We'll never know how valid that fear was; the government's decision has been second-guessed since it was made. At the least, the rescue prevented AIG's counterparties against monumental losses. Those counterparties included major investment banks and extended into Europe and Asia. "The federal government found itself in an impossible position. Failure [of AIG] was a horrendous outcome to contemplate," says Sonenshine, who specializes in insurance-related M&A. But at the same time, a bailout meant "investing in a black box."

AIG collapsed because it peddled credit default swaps. Originally issued to insure against commercial debt defaults, CDSs became hugely popular as both a hedge and a bet against everything from mortgage-backed securities to collateralized debt obligations. AIG underwrote the business with a gusto bordering on gluttony, holding $527 billion worth by the end of 2007, on the belief there was no downside risk. Instead, in the months after the 2007 collapse of the subprime market, the insurer had to post billions of dollars of collateral on securitized assets whose value dropped rapidly. AIG faced billions more in losses if defaults forced it to buy the underlying assets.

AIG compounded its woes by lending securities short-term and receiving cash collateral in return. Instead of holding cash, AIG bought residential MBSs. When it came time to return the collateral, AIG was stuck. The market in residential MBSs had evaporated.

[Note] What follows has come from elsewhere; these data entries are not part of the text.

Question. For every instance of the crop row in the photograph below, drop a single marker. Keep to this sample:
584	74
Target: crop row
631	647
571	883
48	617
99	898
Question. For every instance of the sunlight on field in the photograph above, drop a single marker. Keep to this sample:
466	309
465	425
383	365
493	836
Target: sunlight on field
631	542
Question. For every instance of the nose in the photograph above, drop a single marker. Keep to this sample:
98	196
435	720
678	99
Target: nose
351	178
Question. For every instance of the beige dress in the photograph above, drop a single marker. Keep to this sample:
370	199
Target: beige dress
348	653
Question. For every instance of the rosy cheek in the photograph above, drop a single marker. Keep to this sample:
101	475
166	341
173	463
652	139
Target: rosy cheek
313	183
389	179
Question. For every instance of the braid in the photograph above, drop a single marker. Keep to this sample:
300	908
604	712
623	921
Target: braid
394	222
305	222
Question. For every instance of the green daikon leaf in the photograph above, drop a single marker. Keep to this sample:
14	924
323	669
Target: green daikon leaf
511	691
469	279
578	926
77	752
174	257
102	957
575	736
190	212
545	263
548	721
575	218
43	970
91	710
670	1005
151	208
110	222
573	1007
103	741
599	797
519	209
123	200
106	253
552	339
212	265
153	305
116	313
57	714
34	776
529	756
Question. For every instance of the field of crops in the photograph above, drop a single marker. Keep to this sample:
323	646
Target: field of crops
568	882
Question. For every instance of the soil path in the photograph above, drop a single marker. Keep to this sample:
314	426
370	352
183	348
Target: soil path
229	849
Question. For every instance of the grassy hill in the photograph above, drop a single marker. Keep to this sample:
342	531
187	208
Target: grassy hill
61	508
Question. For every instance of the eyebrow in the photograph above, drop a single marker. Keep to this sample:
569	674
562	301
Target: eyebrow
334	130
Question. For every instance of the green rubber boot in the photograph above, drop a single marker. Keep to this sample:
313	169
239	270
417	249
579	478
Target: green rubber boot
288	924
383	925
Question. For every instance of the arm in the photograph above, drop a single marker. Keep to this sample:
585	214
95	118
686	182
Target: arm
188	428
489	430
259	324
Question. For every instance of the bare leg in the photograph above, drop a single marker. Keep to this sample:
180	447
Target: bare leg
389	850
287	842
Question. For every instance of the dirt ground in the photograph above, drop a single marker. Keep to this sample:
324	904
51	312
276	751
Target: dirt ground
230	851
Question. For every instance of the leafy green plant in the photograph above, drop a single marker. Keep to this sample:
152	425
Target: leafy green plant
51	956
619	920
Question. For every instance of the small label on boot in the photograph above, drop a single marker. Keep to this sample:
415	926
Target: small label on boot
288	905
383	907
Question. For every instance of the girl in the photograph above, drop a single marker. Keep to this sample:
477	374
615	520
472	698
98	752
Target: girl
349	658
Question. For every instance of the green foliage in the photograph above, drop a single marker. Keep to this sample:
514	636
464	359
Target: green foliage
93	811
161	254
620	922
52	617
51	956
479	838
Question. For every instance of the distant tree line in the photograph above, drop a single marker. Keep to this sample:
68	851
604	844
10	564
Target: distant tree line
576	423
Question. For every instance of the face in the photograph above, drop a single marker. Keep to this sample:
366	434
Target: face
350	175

By early September, AIG stared at insolvency. Then Lehman collapsed.

One day later, the government moved in with an $85 billion, 24-month bridge loan from the New York Fed. In return, the Fed got warrants equal to 79.9% equity. The next month the government added $38 billion to buy some of its toxic assets. And still collateral calls kept coming. AIG ate through loans. The government substantially amended its original loan package less than two months after creation. The facility was reduced to $60 billion, with repayment terms extended to five years and a reduced interest rate.

AIG gained $40 billion more through the Troubled Asset Relief Program. The government offered another $50 billion to quarantine toxic assets. Under one facility, the government ponied up $30 billion, with an additional $5 billion from AIG, to buy at 50% of par CDOs and retire the underlying CDSs.

The Fed agreed to lend up to $22.5 billion to a new entity, which would buy and hold MBSs from AIG. In December, that entity bought $39.3 billion worth for $19.8 billion.

AIG's management promised asset sales to repay debt. That's tough in a good market, let alone one in which financing multibillion-dollar deals is nearly impossible. To date, AIG has sold a handful of units. The biggest: its Canadian life insurer, which got $308 million. There's now talk of spinning out units through initial public offerings. Good luck.